Electromagnetohydrodynamic Control and Energy Conversion in Narrow Fluidic Devices: A Theoretical Perspective

Abstract

In recent years, electromagnetohydrodynamically modulated control and hydroelectric energy conversion through narrow fluidic devices have emerged as promising means for controlling and manipulating liquid flows in diverse applications. Such processes include development of smart sensors, micrototal analysis systems (μTAS), capillary electrophoresis, electrochromatography, mixing, flow cytometry, DNA hybridization and analysis, cell manipulation, cell patterning, immunoassay, enzymatic reactions, and molecular detection, etc. Accordingly, in the present chapter, we discuss the fundamental theories and elucidate the semi analytical and numerical approaches for analysis of the electromagnetohydrodynamic forces and their effect on thermofluidic control and energy transfer characteristics in narrow fluidic confinements.
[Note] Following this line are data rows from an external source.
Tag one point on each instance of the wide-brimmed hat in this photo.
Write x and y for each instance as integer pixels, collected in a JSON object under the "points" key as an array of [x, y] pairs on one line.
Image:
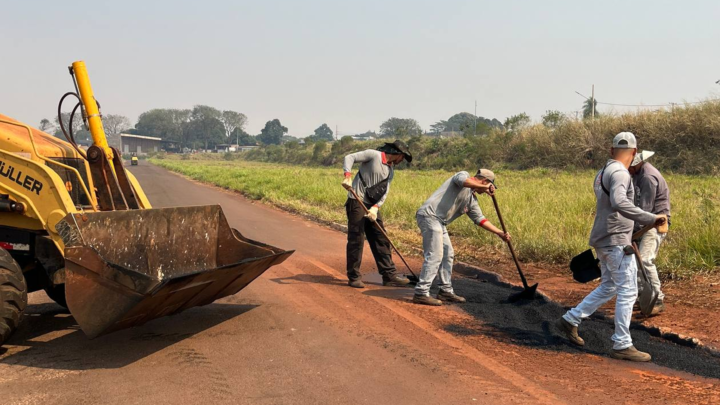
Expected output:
{"points": [[625, 140], [642, 157], [400, 147], [486, 174]]}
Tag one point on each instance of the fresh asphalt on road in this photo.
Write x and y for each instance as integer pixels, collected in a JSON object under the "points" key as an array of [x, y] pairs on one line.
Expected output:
{"points": [[299, 335]]}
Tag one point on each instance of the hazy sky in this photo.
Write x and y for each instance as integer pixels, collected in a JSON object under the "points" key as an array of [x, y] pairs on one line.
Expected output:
{"points": [[355, 64]]}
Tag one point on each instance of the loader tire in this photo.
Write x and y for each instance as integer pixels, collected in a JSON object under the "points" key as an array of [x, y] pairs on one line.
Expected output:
{"points": [[13, 295], [57, 294]]}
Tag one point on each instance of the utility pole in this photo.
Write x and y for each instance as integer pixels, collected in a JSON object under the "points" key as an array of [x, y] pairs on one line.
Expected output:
{"points": [[475, 124]]}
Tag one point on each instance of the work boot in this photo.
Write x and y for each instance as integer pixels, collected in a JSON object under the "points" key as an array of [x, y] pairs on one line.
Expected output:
{"points": [[630, 354], [395, 280], [450, 297], [356, 283], [426, 300], [570, 331], [658, 308]]}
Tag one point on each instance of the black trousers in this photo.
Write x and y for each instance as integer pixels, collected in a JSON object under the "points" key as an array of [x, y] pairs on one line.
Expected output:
{"points": [[360, 228]]}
The consequences of electromagnetohydrodynamic forces and interfacial slip on the streaming potential development has been discussed in detail for pressure driven flows in a narrow fluidic confinement. It has been inferred that wall slip activated electro-magnetohydrodynamic transport can enhance the induced streaming potential and intensifies the convective heat transfer rate. Furthermore, we have also shown an analysis for combined electroosmotic and pressure-driven flows through narrow confinements, subjected to spatially varying non-uniform magnetic field. It is revealed that one can augment heat transfer rate for such a situation by judiciously choosing the spatially varying magnetic field strength. Next, we highlight the collective interaction of the fluid rheology, kinematics, volumetric effects of ionic species (steric effect), and the electrodynamics leading to giant augmentations in the energy conversion efficiency. For all the studies reported above, exergy analysis can indicate the route for optimal designs of process and the reduction in the thermodynamic irreversibility. Finally, the specific points emerging out from the research are concluded and relevant application areas have been discussed.